The mean score in fluency, flexibility, and elaboration subscales of couples was higher than their single counterparts, such as originality. In the present study, there was no significant difference between creativity score and its sub-scales based on marital status and age (Appendix 1).

In the present study, the mean score of fluency, originality, elaboration, and total creativity of Ph.D. students was higher than that of M.Sc. students, and both groups showed a similar flexibility score (Appendix 1). Khodayari et al. reported a significant difference concerning creativity and its subscales between undergraduate and postgraduate students; however, there was no statistically significant difference between subscales of fluency, elaboration, and originality (14).

Livingston argued that creating an empirical paradigm focused on fostering creativity only requires institutional interventions. As long as we solely follow the traditional pedagogies, old teaching methods, and theoretical lessons, there will be no room for new experiences, which are necessary for nurturing creativity (19). A study by Potter on university professors' perceptions of students' creativity reported that not prioritizing creativity is an essential obstacle for nurturing creativity in the education system.
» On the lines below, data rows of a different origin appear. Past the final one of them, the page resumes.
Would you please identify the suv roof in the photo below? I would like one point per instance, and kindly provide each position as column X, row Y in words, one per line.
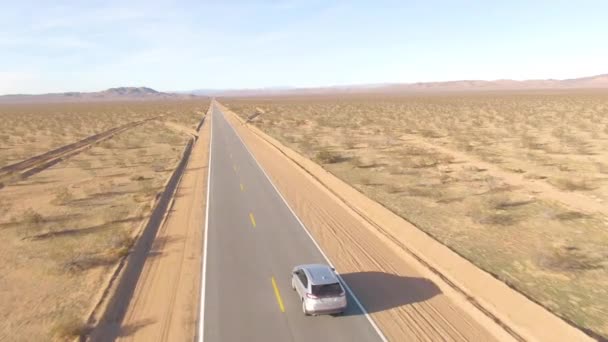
column 320, row 274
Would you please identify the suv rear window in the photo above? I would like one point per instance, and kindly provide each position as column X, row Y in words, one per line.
column 326, row 290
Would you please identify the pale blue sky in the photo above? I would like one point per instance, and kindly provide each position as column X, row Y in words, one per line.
column 51, row 46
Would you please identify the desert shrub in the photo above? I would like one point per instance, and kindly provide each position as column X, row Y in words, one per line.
column 570, row 259
column 504, row 202
column 70, row 327
column 32, row 223
column 570, row 215
column 80, row 262
column 499, row 219
column 62, row 196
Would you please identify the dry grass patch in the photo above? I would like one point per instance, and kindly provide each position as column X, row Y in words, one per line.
column 66, row 227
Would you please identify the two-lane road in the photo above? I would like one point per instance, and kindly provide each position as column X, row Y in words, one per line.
column 252, row 243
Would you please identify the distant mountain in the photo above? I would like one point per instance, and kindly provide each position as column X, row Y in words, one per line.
column 112, row 94
column 593, row 82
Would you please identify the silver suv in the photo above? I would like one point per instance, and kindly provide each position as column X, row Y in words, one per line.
column 319, row 289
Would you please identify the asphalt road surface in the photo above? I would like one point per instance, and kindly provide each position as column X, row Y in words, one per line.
column 252, row 243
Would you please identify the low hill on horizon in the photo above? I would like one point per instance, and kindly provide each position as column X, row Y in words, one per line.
column 111, row 94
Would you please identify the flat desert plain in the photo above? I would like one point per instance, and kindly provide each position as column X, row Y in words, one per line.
column 63, row 228
column 515, row 182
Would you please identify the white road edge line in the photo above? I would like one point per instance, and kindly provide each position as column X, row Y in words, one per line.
column 201, row 321
column 371, row 321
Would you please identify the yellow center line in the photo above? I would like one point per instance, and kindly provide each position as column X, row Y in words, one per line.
column 252, row 219
column 277, row 294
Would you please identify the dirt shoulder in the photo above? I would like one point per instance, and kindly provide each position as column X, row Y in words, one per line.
column 163, row 306
column 379, row 240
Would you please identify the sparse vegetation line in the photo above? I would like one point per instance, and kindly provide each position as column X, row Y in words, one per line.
column 43, row 161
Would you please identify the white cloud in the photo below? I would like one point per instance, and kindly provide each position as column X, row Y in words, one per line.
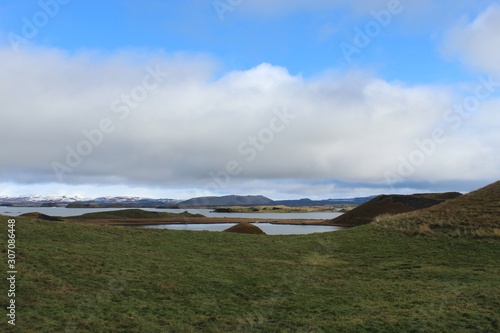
column 477, row 43
column 351, row 127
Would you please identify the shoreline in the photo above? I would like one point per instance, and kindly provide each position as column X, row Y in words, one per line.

They mentioned organizational support as a significant intervention that boosts creativity in universities (20).

Parker argued that to better understand creativity, universities and higher education institutions should first value and respect it. Therefore, first, the creativity and its necessity for society should be well defined for universities and faculty members.

The current study had limitations, including using a self-report questionnaire to collect data, which are highly dependent on time and location. Therefore, caution should be taken when generalizing the findings. Also, the sample size of the present study was not sufficient. The authors recommend conducting further qualitative studies with a more profound perspective on creativity in the macro policies of universities.

5.1. Conclusion

Increasing creativity is associated with greater competitive advantages, resulting in the development and increased dynamic of a knowledge-based economy. Therefore, increasing creativity is of crucial importance for societies. Based on the findings of the present study, universities should pay more attention to providing specialized training to develop people, which can help them nurture their creativity.